Most information systems are intended to accept, process, and provide information to either support a business process, or to provide information that people in the organization use to make decisions or to answer questions. Business intelligence projects (or data warehouse projects) are often started when stakeholders desire to meld information from multiple systems, or arrange data in a way the source systems were not intended to support. The trick to making the most effective use of business intelligence systems is to understand those questions and decisions and focus on the specific pieces of information you need to answer those exact questions or make those particular decisions, and you don’t have to deal with data that you don’t need.
I recently worked with a team at a financial services company working on a project to incorporate a new data source into an existing data warehouse. The stakeholders had access to this other source of information for several years, but were not able to easily combine that information with other data that they used from other sources. When they did attempt to combine data, it was usually on an individual basis using excel. The stakeholders of this project identified several pre designed reports as well as wanted to be able to do adhoc queries. There were several unknowns about how the new data was structured, and the team was also concerned about how they would figure out what all adhoc queries the stakeholders wanted to do, and how long it would take them to figure that out.
I suggested that one way to speed things up was to reduce the amount of analysis they did. I did not mean cutting corners on analysis, but rather to reduce the amount of items they were trying to analyze. They could do this by starting with the outcomes they were trying to produce, determine what outputs are needed to drive those outcomes, and then figure out what processes and inputs are needed specifically to deliver those outcomes. They would be able to apply a lot more focus, and deliver value sooner, by selecting a specific outcome they wanted to support first, and focus on delivering the associated reports. They could then figure out what inputs and processes were needed for those specific reports and deliver those, getting feedback from the stakeholders requesting the reports. Over the course of the project, this approach allows stakeholders to start using getting some information much earlier than they would have had all the analysis been done before moving on to development.

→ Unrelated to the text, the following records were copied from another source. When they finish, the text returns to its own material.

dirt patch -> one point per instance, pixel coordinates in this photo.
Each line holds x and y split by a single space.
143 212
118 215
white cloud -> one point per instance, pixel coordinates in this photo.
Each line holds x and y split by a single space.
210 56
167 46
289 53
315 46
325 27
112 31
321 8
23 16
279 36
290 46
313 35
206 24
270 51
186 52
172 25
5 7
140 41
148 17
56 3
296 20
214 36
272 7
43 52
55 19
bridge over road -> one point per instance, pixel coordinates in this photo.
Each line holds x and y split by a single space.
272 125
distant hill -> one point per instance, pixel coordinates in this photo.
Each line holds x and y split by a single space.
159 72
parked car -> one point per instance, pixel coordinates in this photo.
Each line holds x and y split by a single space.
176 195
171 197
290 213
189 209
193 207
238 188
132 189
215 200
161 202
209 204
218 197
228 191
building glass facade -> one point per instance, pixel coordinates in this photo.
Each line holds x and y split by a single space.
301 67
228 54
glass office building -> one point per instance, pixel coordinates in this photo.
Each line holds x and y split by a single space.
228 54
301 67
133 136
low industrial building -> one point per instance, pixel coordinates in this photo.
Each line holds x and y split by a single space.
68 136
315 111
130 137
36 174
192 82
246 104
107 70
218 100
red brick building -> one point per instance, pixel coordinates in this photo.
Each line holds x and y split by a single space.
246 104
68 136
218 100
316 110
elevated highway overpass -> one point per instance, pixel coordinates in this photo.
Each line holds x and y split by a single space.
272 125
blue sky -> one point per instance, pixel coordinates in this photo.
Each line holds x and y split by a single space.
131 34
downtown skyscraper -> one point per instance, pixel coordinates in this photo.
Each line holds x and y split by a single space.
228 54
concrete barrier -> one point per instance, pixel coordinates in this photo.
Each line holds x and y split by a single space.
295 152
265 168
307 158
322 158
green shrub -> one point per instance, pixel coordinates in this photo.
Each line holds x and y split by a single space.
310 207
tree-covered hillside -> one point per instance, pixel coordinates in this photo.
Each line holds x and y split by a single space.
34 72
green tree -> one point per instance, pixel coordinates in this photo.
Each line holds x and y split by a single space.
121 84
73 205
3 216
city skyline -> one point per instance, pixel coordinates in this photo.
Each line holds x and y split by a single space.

As we talked about the best way to proceed with the project, we decided to focus on the predefined reports first. We determined that if we addressed the known needs, we could fairly quickly deliver information that would support those needs, and in many cases structure data in a way that would meet the majority of the stakeholder’s adhoc query needs. We established user stories for each of the reports that acted as placeholders for further analysis when we got closer to delivering that particular report. We used some sample reports the stakeholders had put together as a reference point for identifying the user stories, and also figured we could use those reports as further information when doing a deep dive analysis on every specific story.
The team decided to start with a report that consisted of a list of a mutual funds belonging to a specific client and information about each fund that was derived from multiple sources. While this report was not necessarily the report that all of the stakeholders wanted more than any other, it was a key report that had to be done in order to produce most of the others. The team looked at the sample report and tried to determine if it was small enough they could deliver it in a couple of weeks. The team thought it would be best to break it up into three smaller stories, two stories including data sourced from different systems, and one story that consisted of data elements that were calculated based on other data elements. To further describe these stories, the team started building a data dictionary with relevant information about the data elements and their sources, as well as any transformations that were necessary to arrive at the desired data. The team also identified some sample clients that they could use to test the reports when they were developed. These sample clients were selected because they represented a wide selection of the cases that the team would run into with the data in which they were working.
The stories, the report prototypes, the data dictionary, and the example clients were all the requirements information that the team pulled together. They agreed to try using that information and adjust if they found that they did not have sufficient information, or if they found that some of the information was not really necessary. As of the last time I checked with the team, they have not needed to adjust the types of requirement information they were preparing.
Following this approach allowed the team to some of the data in the existing systems because it not needed. Starting with outputs and working backwards means that the team does not have to dig into deep detail about those elements that are not needed, which they would have if they had started with analyzing source system. This saved the team time, effort, and frustration. Plus, by delivering things iteratively the team was able to get feedback on what they had delivered to date and revise their approach going forward to make it more efficient and increase the chance of delivering what their stakeholders needed.